Quasi stündlich warten die heimischen Handballer auf eine Entscheidung. In der Verbandsliga gingen Schwelm und Gevelsberg zunächst davon aus, dass ihre Auswärtsbegegnungen stattfinden. Doch am Donnerstagnachmittag das Aus: Der Westfälische Handball-Verband sagt alle Spiele ab. Unterbrechung bis zum 19. April, die Jugend habe sofort den Liga-Betrieb einzustellen. „Ich kann die Entscheidung nachvollziehen. Die aktuelle Situation betrifft alle Bereiche des Lebens, auch den Sport. Da braucht es ein konsequentes Handeln. Das haben wir nun“, sagt RE-Trainer Henning Becker.
Im Fußball sagt der Kreis am Donnerstagnachmittag alle Jugendspiele ab. Bis zu den Osterferien. Derweil rollt der Ball beim SC Obersprockhövel nicht mehr.
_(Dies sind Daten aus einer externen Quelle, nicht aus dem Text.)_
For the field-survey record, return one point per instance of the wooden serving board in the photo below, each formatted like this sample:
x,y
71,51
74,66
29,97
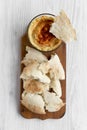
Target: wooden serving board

Zwei Mitglieder sind positiv. Kein Training, kein Spiel – als Vorsichtsmaßnahme. In der Landesliga hätte der SCO den SV Brilon empfangen. Das Vorspiel hätte die Kreisliga-Reserve gegen Rüggeberg bestritten.
Freitag, 13. März
Jetzt rollt der Fußball endgültig im heimischen Kreis und darüber hinaus nicht mehr. Der Fußball- und Leichtathletikverband Westfalen (FLVW) hat die Aussetzung aller Spiele vorläufig bis zum 19. April beschlossen. Bei vielen Vereinen ruht auch das Training. Wie beim Oberligisten TuS Ennepetal. „Wir wären vollkommen bescheuert, wenn wir jetzt noch ein Mannschaftstraining durchführen würden. Das wird auf keinen Fall passieren“, erklärt der Sportliche Leiter Thomas Riedel.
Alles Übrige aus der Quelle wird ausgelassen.